Op voorstel van een lid of de voorzitter kan de raadscommissie
beslissen de beraadslaging voor een door hem te bepalen tijd te
schorsen teneinde het college of de leden de gelegenheid te
geven tot onderling nader beraad. De beraadslagingen worden
hervat nadat de schorsingsperiode verstreken is.

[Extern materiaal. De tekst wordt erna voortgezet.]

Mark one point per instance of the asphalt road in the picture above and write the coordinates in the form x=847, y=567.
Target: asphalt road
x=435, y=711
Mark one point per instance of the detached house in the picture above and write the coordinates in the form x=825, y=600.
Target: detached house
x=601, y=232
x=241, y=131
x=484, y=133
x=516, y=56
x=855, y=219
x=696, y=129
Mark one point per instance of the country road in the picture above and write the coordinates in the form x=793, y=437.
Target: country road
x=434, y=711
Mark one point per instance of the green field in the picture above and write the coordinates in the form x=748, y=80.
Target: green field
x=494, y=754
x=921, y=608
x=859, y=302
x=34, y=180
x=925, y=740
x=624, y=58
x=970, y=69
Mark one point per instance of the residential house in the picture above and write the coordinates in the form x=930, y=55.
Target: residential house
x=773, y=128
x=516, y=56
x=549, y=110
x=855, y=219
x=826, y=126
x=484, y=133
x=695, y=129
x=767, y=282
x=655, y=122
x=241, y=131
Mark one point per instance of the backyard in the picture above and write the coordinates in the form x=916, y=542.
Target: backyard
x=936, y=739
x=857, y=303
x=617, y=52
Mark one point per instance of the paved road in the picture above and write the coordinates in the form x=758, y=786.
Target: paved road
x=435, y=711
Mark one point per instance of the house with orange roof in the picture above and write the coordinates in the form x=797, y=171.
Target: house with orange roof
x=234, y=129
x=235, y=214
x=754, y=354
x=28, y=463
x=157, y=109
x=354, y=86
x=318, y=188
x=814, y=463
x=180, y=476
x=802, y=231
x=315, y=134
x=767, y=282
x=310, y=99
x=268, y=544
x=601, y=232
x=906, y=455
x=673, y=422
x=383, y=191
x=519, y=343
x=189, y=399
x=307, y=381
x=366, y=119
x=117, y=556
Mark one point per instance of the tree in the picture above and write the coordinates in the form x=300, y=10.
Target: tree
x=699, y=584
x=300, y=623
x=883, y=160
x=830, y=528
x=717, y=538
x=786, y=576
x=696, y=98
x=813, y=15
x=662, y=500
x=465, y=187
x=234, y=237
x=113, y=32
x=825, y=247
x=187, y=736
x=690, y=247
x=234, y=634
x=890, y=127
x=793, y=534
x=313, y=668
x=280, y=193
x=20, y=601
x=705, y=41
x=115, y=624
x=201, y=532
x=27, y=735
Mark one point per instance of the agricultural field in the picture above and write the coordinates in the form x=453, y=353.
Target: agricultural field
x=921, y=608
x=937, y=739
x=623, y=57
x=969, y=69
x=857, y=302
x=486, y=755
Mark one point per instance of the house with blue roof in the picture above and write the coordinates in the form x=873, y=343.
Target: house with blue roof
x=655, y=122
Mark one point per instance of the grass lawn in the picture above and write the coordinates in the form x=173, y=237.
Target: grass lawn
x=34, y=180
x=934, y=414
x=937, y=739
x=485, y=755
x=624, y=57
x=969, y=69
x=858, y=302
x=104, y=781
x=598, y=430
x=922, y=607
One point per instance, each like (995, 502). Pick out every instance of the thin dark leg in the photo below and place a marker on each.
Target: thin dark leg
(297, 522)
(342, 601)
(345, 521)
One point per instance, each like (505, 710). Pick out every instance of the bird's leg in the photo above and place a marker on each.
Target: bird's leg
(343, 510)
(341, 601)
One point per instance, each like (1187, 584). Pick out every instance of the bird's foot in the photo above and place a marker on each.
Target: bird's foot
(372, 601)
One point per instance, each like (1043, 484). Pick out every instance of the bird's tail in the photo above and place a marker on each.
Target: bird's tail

Artikel 24. Deelname aan de beraadslaging door anderen
- 1.
De raadscommissie kan bepalen dat anderen mogen deelnemen aan de
beraadslaging.
- 2.
Een beslissing daartoe wordt op voorstel van de voorzitter of
een lid genomen alvorens met de beraadslaging ten aanzien van
het aan de orde zijnde agendapunt een aanvang wordt genomen.
Artikel 25. Advies
- 1.
Wanneer de voorzitter vaststelt, dat een onderwerp of voorstel
voldoende is toegelicht, sluit hij de beraadslaging, tenzij de
raadscommissie anders beslist.
- 2.
Nadat de beraadslaging is gesloten, beslist de raadscommissie of
er een advies aan de raad wordt uitgebracht.
- 3.
Indien de raadscommissie een advies aan de raad uitbrengt
beslissen de leden op voorstel van de voorzitter over de inhoud
van het advies.
- 4.
In het advies worden de standpunten van alle fracties opgenomen.